When Tasha Darbes tried to park her car on West 218th Street early Sunday, she noticed temporary “No Parking” signs were everywhere.
"I assumed it was for construction, and there was no time," said Darbes, an Inwood resident. "So, I didn't know what time I would need to move my car by, so I went and parked in the local garage."
Darbes soon learned the "No Parking" signs were not for construction, but for the NYPD.
The street is home to Columbia University's athletic fields, and the NYPD was hosting its flag football championship there Sunday.
Members of the department took the spaces so they could park there for the game.
"I was just flabbergasted," Darbes said. "A real abuse of power."
Inwood resident Dave Thom took several photos Sunday showing cars with NYPD parking placards up and down the block. Some of the placards were expired. One car had a handwritten sheet in the window reading, "On Police Commissioner's Flag Football Team."
(Pictured above: image of a handwritten note inside an NYPD car, with the text "On Poice Commissioner's Flag Football Team" written on it.)
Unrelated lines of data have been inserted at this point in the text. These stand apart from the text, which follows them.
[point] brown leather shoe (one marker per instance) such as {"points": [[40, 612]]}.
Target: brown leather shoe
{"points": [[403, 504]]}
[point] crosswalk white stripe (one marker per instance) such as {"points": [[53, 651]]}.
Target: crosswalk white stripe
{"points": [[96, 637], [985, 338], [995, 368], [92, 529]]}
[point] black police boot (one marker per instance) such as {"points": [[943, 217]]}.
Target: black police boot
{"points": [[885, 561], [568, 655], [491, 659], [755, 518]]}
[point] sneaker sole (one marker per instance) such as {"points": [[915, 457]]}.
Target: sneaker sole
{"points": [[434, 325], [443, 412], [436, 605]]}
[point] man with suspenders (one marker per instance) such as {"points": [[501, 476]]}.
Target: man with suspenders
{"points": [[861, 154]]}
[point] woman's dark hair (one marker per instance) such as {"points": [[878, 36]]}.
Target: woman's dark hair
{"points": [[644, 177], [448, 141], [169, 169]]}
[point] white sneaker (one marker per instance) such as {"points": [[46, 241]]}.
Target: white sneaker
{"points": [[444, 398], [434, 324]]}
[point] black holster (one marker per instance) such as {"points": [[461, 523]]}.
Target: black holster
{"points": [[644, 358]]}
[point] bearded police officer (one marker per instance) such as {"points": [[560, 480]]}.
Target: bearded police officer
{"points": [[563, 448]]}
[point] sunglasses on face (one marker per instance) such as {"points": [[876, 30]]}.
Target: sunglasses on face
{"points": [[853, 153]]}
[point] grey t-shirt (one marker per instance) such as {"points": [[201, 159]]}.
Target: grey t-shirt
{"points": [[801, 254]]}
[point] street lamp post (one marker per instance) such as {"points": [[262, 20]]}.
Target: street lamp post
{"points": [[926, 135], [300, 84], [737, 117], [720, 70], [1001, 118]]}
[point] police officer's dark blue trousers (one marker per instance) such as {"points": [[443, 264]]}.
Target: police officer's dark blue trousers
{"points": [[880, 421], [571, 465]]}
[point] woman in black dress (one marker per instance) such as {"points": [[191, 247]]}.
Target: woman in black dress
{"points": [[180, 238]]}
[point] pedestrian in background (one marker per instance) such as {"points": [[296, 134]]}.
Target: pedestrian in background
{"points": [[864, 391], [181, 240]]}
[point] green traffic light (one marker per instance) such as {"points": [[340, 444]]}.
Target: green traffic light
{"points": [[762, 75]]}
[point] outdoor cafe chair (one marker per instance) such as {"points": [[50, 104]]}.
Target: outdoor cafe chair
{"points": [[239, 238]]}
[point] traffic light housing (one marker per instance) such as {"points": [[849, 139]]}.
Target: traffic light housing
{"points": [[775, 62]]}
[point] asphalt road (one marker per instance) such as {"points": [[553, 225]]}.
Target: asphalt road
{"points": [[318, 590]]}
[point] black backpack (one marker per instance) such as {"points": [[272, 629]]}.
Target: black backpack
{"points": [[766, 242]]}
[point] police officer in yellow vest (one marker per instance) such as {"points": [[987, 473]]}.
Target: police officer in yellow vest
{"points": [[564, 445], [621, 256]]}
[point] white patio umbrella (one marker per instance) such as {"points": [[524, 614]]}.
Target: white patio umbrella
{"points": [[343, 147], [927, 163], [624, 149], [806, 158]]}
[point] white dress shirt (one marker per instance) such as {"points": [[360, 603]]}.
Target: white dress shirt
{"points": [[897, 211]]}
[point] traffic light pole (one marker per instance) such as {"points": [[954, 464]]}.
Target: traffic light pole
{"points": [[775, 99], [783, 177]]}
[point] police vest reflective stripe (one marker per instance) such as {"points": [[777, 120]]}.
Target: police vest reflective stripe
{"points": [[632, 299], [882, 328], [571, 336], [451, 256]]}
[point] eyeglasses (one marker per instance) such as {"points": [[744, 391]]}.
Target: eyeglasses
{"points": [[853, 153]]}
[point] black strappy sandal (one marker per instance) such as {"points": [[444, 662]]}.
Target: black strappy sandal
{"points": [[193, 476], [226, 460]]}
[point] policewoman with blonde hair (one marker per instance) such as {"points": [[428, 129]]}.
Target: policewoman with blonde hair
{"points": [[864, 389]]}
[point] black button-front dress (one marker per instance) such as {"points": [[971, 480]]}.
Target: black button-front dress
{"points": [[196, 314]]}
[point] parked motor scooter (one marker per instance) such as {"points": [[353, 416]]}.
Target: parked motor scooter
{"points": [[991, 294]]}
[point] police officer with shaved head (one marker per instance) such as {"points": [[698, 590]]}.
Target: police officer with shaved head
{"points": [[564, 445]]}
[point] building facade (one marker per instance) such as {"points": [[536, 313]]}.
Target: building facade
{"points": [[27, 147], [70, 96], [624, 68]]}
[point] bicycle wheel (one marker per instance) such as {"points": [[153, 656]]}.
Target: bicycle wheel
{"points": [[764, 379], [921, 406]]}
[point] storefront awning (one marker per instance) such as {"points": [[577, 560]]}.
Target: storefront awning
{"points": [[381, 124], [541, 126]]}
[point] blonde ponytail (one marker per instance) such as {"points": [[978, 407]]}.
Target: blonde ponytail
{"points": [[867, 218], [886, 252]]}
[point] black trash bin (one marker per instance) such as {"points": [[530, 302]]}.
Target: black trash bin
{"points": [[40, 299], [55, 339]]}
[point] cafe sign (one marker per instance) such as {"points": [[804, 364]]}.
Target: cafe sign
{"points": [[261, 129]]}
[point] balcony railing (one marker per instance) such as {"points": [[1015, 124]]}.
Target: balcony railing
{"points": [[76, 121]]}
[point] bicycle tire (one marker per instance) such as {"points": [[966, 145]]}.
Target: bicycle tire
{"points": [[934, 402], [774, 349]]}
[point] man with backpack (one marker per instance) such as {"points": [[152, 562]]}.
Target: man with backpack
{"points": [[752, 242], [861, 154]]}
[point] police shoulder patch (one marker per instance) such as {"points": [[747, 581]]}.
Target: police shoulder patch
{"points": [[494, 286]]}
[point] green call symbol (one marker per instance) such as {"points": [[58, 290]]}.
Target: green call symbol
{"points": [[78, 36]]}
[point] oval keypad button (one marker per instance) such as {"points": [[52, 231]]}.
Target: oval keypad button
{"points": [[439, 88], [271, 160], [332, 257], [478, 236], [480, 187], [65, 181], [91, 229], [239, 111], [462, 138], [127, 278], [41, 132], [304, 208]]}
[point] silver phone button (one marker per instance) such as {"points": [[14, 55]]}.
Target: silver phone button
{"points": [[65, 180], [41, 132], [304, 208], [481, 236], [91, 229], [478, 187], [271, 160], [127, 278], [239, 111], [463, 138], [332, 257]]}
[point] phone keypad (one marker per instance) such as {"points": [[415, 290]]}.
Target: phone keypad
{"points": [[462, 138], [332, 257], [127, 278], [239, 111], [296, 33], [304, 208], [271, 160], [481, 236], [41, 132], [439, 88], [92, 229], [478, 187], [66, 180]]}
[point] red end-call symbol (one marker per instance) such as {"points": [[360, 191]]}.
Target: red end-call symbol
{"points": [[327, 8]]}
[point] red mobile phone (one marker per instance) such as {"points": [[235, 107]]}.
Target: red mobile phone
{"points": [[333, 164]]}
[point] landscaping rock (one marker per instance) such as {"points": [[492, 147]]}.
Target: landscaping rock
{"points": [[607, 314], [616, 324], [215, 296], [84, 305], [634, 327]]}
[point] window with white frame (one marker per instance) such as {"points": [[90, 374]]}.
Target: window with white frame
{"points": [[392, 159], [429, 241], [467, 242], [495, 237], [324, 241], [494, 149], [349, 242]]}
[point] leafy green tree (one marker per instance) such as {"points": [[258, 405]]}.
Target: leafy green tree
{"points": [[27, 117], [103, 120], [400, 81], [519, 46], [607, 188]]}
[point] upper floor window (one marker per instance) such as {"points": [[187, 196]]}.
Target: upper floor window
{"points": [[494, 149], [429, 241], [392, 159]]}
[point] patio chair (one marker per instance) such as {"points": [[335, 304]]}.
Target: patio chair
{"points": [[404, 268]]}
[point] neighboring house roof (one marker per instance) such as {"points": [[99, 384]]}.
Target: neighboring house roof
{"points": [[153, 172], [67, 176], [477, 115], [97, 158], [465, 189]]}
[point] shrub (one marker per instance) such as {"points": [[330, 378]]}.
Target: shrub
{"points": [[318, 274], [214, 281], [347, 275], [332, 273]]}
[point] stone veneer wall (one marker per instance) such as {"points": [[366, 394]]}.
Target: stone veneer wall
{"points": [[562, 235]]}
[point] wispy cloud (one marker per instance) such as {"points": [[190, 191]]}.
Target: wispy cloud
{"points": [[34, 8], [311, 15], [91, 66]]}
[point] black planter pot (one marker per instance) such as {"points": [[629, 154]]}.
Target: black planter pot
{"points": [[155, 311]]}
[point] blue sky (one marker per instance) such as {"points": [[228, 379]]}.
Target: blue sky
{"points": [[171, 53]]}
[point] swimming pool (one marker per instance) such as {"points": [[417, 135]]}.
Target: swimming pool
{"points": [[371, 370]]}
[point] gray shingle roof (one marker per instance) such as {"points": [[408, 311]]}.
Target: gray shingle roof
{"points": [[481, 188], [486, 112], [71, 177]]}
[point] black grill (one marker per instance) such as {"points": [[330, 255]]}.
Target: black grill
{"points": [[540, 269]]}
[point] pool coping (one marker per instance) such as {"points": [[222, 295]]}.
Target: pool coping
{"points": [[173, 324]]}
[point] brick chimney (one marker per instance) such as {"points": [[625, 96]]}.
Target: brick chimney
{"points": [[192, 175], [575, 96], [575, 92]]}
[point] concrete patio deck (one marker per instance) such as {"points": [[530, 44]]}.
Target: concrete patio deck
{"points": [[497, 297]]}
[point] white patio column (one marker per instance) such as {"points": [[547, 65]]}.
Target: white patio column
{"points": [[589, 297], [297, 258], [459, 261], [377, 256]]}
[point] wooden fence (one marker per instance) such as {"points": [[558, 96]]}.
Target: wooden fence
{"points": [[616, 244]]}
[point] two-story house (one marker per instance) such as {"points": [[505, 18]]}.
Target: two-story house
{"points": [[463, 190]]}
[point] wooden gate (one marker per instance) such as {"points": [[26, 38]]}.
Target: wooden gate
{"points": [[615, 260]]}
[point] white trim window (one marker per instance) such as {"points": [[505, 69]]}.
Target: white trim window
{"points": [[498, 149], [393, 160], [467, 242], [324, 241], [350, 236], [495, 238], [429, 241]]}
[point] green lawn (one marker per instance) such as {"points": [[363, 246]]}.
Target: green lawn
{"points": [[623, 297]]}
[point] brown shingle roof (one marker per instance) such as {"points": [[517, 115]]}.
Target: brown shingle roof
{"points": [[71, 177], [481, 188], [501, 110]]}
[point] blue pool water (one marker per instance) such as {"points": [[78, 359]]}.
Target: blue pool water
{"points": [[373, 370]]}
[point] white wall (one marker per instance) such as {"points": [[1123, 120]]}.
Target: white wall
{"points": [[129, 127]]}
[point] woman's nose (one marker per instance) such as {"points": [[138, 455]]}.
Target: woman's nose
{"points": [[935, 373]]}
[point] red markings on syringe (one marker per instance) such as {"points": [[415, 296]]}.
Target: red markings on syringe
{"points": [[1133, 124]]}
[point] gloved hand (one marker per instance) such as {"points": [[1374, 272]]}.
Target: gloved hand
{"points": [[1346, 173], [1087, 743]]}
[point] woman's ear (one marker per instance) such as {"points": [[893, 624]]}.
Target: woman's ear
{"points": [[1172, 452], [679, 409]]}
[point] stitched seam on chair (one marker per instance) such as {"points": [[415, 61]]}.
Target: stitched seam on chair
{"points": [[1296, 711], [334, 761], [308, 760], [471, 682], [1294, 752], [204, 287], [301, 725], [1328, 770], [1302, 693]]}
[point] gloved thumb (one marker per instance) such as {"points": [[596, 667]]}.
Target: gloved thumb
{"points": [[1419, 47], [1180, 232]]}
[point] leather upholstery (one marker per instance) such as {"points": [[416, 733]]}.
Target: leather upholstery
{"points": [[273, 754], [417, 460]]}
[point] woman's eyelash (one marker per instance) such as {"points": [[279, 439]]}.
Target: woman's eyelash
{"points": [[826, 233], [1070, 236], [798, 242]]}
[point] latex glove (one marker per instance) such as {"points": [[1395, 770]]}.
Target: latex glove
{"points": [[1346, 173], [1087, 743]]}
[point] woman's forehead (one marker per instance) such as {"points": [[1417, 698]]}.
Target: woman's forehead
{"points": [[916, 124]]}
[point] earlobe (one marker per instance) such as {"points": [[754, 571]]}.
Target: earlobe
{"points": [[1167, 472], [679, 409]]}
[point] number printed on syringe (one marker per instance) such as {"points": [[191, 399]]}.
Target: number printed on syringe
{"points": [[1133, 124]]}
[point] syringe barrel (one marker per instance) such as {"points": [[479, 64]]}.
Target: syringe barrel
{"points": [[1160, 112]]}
Columbia told NY1 "no parking" signs are never put up on 218th Street when several thousand people attend the school's football games in the fall.
The NYPD said it relocated 30 cars by tow.
One area resident cleaning snow from her car Monday told us she ignored the signs and her vehicle was not moved.
"I just told myself that I didn't know why they put them up," said one area resident. "And I didn't know what Sunday it was, and I decided not to move it because there wasn't any place to put it anyway.
Just days ago, Mayor de Blasio vowed to crack down on so-called placard abuse—government cars abusing parking rules.
"Due to concerns of traffic congestion, pedestrian management, and access for disabled persons, parking was restricted along 218th Street," the NYPD told NY1 in a statement.
The department could not explain how that was accomplished by towing civilians' cars so the cars of NYPD members could park there instead.
As for Darbes, she said the "No Parking" zone forced her to pay $34 to garage her car.
"I was very angry because, in this neighborhood, it is very difficult to park," said Darbes. "The parking is really supposed to be for the residents. Residents. Why should I pay parking so police officers can have free parking on the street when they come to play a game at the stadium?"
On Monday, she left the lot, seeking a spot on the street, a spot she had to give up for the police and their football game.